45話、それはまるで一般人のように
3日目の朝、俺たちは仕立て屋に向かった
「服、綺麗になってる」
仕立て屋で受け取った服に袖を通す。切られた箇所が嘘みたいに綺麗に直ってる
「そうだね、綺麗だ」
店主にお金を渡し外に出る
ミアも自分の服を確認しながら満足そうだ。やっぱり自分の服が一番落ち着く
けどあの服も名残惜しいな
「ねえ、次はどこ行こうか?」
「そうね、行く前に食べ物を買おう。旅の保存食も補充しないと」
「そうだね」
ディープウッドの保存食はたくさん種類があって目移りしたが買うものはもう決まってたから手短に買った
だが、買い過ぎた
「だいぶ買ったね」
ミアもやり過ぎたとわかってるのか保存食用の袋がぱんぱんになったミアと俺。干し肉、スープ用の固形物、ドライフルーツ、ショートブレッド。ミアが選んだものばかりだが、もう木の板を選ぶ勇気はない
「何があるかわからないからね」
ミアが荷物を整理しながら言う。確かに、魔族と戦った後だと準備しすぎということはない
「ギルドで行き先を決めようか」
「うん、わかった」
その時だった。
剣が、震えた。バングルも同時に震えてる。
俺とミアで顔を見合わせた。周りを見回す。視線は感じない。人通りも普通だ。だが、確かに何かいる。
「誰だろ、嫌な感じがする」
「あぁ、見られてるような、、凄い嫌な感じだ」
斥候の勘が警報を鳴らしてる。敵がいる。でも姿が見えない。
「とりあえずギルドに行こう」
自然に歩くように装いながら、ギルドの裏に回る。ギルドの裏に入った瞬間にミアが闇魔法を唱えた
「可視」
ミアが唱えると、闇の精霊がみえたが焦っている。雰囲気が違う
精霊が急いで口を開いた。
「闇魔法で不可視を付けて逃げるようにセレン様から言われてますのでこの間に逃げましょう」
「後、セレン様からの予言を覚えてますか?」
ミアが一息ついてから発した
「もし、どこかのギルド裏で闇の精霊に不可視の話をされたらセラスに向かう馬車に乗りなさい。」
「今のそいつと戦うも話すもダメです。セラス以外に行ったらすっごく良くないです。人に紛れて街から出てください」
セレンの予言。あの人が至急と言うなら相当まずいやつだ。
俺も当たったしな
「わかった、ミア」
「うん」
「闇魔法、不可視」
ミアが俺たちに闇魔法をかけてくれた。

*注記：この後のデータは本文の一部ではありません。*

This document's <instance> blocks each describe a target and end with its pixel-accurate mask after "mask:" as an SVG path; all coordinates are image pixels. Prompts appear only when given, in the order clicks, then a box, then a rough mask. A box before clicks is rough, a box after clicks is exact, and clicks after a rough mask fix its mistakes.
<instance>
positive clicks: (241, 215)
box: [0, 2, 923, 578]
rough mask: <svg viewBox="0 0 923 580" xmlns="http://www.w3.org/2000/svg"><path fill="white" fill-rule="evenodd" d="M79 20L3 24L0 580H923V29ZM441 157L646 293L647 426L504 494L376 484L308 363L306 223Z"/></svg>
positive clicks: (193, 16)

姿が周りから見えなくなった感覚がする。
急いで移動しようとした時。
「せっかく見つけたのに、闇魔法か。必ず見つけてやるぞ」
声がした。近い。
「必ず見つけてやる、なぁ輪廻のバングルと輪廻の剣を持った2人」
声の方向を探して振り返った瞬間、目が合った気がした。
、、あいつは。
一般の人に見えた。普通の格好をして、普通に立ってる。だが気配が全然違う。今まで感じた事のない種類の気配だ。
目が、全て黒い
一発でわかった。
あいつは、敵だ。
「ミア、走れ」
「わかった」
俺たちは馬車乗り場に向かって走った。振り返らなかった。あの目を、もう一回見たくなかった。